Recently, researchers have been rushing to publish their research on misinformation and algorithmic bias before the arrival of new corporate management. This is an increasingly relevant topic considering the proliferation of news outlets placing their focus on short-term profits and sensationalism.
The problem of misinformation and algorithmic bias has cause a significant amount of distrust among the public, especially because of how easily it can spread within digital networks. Because it is often hard to recognize, it is possible for people to spread and even believe false information. This becomes especially problematic when it begins to be used to manipulate populations and affect public opinion on political and social issues.
Algorithmic bias is a type of issue related to computers not being able to process nonverbal cues and words in the same way that humans can. Because of this, algorithms can have an inherent bias and measure anything from elections and populations, to emotions and behaviors. Algorithms may also be based on incorrect information or use outdated information, leading to skewed and harmful results.
The researchers who are rushing to get their research published seem to be doing so to try and stay ahead of the curve, and to provide much-needed warnings of these issues. They are trying to provide a scientific foundation so that the public can be appropriately informed about biases and potential harms in the algorithmic environment.
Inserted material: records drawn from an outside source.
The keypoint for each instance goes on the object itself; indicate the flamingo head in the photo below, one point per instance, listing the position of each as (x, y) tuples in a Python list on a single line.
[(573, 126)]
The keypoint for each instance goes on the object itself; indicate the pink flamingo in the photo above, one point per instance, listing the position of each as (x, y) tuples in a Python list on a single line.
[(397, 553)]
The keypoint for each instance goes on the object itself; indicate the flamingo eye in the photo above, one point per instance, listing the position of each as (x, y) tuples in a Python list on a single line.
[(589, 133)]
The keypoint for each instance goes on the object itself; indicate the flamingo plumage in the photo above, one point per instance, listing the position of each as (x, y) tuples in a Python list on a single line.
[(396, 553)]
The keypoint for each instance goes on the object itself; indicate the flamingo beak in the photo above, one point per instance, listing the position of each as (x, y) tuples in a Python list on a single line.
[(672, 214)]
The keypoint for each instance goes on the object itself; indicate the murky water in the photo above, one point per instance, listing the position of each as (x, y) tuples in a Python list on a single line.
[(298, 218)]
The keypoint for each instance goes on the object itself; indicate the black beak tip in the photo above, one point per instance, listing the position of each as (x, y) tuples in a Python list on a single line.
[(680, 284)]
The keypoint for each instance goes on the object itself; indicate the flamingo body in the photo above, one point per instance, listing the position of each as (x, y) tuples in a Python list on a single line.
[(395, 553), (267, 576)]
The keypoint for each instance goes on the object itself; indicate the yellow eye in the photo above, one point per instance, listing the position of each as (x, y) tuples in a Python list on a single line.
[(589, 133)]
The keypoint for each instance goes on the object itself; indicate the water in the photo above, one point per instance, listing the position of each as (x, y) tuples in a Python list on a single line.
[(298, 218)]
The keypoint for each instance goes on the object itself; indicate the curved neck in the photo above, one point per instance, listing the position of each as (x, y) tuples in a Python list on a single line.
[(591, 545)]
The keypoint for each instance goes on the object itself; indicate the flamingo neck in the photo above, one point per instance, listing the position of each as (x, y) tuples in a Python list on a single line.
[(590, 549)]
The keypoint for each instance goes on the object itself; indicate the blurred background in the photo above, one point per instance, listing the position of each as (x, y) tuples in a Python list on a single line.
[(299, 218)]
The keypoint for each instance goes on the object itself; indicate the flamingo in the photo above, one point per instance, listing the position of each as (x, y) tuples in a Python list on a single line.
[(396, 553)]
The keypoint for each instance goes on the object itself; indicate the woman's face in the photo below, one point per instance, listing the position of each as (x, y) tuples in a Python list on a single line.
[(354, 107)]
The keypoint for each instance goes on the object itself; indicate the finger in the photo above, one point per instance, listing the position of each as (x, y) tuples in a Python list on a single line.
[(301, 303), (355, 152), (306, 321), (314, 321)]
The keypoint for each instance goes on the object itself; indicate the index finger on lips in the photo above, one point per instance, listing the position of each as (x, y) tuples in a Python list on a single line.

The new management team might be intimidating, and it is understandable why researchers would want to get their findings out as soon as possible, but can also be a good thing. It is important to continue research in this field, but if management is more open to the idea of ethical and responsible algorithmic decisions, then it will give the researchers a platform on which their findings can be built upon.
Overall, research on misinformation and algorithmic bias continues to be an important issue and likely one that will become more prevalent as technology evolves. Research is needed to help guide decision makers on how to best reduce bias and misinformation in algorithms, and hopefully the research that has already been published and the ones to come will help ensure a more responsible and equitable algorithmic environment.